Da Zukunft ein elementares Element dieses Blogs ist, muss das Video 'Arbeitswelten 4.0 – Wie wir morgen arbeiten und leben' hier rein. Sei es noch so bescheuert. 

Bescheuert deshalb, weil die Autoren und Filmemacher viel zu wenig apokalyptische Weblogs und Texte lesen. Das klingt ja (fast) alles total nett und schmusi und fancy und alles. Schaut man sich die Realitäten – insbesondere die der Werbewelten – mal genauer an, wird schnell klar: So utopisch wie im Video wird das alles ganz sicher nicht werden. Nehmen wir die Szene mit der schwangeren Dame und der sensitiv-intelligenten Litfaßsäule: Erstmal muss die Frau sich für die orwell'sche Überwachung via Smartphone-GPS entscheiden.

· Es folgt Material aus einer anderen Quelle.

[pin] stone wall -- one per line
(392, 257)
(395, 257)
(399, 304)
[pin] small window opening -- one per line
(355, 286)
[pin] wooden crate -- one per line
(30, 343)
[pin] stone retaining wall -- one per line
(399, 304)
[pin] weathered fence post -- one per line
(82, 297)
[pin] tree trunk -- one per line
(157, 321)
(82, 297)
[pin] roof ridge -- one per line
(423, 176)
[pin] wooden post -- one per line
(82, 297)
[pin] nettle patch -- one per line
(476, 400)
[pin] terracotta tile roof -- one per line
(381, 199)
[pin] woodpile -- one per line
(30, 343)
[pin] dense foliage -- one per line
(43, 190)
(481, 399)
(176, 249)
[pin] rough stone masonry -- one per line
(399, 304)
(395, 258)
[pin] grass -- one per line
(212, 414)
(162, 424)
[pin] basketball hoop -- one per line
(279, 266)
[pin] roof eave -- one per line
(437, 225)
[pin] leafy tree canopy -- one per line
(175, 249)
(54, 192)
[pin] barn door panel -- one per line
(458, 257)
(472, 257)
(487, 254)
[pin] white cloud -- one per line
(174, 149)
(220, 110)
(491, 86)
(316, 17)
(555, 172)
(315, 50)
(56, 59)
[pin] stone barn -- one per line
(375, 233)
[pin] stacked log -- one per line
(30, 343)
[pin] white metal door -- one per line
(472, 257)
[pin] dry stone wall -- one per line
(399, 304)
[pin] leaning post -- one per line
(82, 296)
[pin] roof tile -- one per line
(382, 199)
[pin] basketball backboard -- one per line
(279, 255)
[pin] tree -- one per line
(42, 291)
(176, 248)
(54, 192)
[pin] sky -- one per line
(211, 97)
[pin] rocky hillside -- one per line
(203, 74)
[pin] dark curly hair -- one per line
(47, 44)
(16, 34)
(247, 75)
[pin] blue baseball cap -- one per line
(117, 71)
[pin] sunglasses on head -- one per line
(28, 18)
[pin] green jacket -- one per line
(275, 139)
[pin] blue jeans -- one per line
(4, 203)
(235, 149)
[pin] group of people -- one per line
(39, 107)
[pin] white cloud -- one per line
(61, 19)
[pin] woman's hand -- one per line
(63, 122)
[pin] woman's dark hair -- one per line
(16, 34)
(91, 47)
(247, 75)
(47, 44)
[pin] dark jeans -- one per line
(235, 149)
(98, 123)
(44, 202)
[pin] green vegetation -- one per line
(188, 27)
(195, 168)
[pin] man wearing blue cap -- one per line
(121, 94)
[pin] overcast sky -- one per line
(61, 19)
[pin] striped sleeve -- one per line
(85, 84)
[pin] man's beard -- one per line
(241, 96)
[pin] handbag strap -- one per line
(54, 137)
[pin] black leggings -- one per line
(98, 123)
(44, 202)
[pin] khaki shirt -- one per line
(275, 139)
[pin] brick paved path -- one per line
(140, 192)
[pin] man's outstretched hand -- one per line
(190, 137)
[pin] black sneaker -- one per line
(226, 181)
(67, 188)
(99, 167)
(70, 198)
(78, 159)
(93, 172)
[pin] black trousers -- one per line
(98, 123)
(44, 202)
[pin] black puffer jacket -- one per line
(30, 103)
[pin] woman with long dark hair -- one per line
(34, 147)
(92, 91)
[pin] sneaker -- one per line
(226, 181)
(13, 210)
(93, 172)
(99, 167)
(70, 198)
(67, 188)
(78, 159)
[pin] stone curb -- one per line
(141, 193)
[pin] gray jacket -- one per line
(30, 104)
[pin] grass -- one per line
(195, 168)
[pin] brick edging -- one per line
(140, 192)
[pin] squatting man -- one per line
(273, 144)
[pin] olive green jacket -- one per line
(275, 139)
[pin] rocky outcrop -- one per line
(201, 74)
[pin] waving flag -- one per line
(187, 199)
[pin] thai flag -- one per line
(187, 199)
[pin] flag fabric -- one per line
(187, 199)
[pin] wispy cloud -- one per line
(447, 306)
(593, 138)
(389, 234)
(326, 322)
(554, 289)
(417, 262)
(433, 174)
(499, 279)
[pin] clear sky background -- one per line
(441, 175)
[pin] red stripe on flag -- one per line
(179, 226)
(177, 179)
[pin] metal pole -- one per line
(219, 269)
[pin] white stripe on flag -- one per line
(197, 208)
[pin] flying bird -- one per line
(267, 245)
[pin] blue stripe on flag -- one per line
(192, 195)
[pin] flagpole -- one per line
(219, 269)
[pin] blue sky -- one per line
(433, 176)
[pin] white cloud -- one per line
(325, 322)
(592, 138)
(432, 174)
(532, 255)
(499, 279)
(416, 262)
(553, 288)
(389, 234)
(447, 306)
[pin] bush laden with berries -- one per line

In meinem Bekanntenkreis ist der Gedanke weniger ist mehr zumindest  zwangsweise teilweise etabliert. Das Betrifft sowohl die Erreichbarkeit, als auch den Einsatz von Ortungsdiensten. Dieses Werbeutopia funktioniert also nur dann, wenn wir alle / die meisten sich jederzeit (ver)orten lassen möchten. Fairerweise muss man anmerken: Meine Leser und Bekannten und Freunde sind möglicherweise nicht repräsentativ für den Massenmarkt, das mag sein, ja. Dennoch: Das die Menschen nicht so blöde sind, wie es das Dschungelcamp verkündet, glaube ich aber insgeheim trotzdem noch immer.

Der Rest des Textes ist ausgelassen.